Empecé a dibujar a los 14 años. Quería ser escritora, pero el cuerpo (el mío) intervino y me cambió la perspectiva sobre el mundo y mi relación entre lo que pasa afuera y lo que sucede adentro. Siempre me gustaron los espacios cerrados, domésticos. La poesía de Emily Dickinson era y es un modelo a seguir.

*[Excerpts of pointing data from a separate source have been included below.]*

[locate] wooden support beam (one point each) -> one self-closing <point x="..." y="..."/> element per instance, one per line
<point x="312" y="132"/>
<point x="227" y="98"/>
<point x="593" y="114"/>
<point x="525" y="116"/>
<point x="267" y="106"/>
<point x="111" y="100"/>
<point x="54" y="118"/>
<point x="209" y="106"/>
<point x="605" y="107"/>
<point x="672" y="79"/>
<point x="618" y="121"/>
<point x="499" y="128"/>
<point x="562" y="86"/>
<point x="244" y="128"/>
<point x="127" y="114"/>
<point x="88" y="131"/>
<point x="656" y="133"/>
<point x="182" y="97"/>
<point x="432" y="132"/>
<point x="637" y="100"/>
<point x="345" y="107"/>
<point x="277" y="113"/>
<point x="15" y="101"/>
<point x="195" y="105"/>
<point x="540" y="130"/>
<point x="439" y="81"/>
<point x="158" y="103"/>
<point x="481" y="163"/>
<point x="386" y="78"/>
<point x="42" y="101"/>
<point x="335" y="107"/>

Entré a la Academia de San Carlos en 1976. Estaba muy interesada en la poesía visual, y algunos años después descubrí el arte correo. Pude colaborar en algunas publicaciones de entonces y tener correspondencia con dos artistas que han sido una enorme influencia en mi trabajo: Ulises Carrión y Edgardo Antonio Vigo. Los dos trabajaron en proyectos editoriales muy complejos que daban cuenta del borramiento entre las distintas disciplinas. Me entusiasmaba porque resonaba con las teorías de los antipsiquiatras sobre la locura como una forma de trazar un territorio de lo prohibido. Con ellos entendí que esos errores que había en mis textos eran formas de trazar un idioma distinto, era nombrar los síntomas de algo que actuaba más allá del lenguaje. No era la única artista tratando de buscar estrategias de trabajo más cercanas a una experiencia femenina, de encontrar la manera de hablar desde ese lo otro que éramos nosotras en ese momento. Pero en mi caso siempre ha sido a través de la relación entre la imagen y el texto. Dibujo y escritura van juntas.
Soy una coleccionista de citas, frases. Me interesa subrayar y copiar fragmentos de los libros que leo. Ése es mi archivo, mis cuadernos. Construcciones de conversaciones a la manera de aquellas publicaciones de los años 70, en la que el espacio editorial estaba pensado como una experiencia corporal.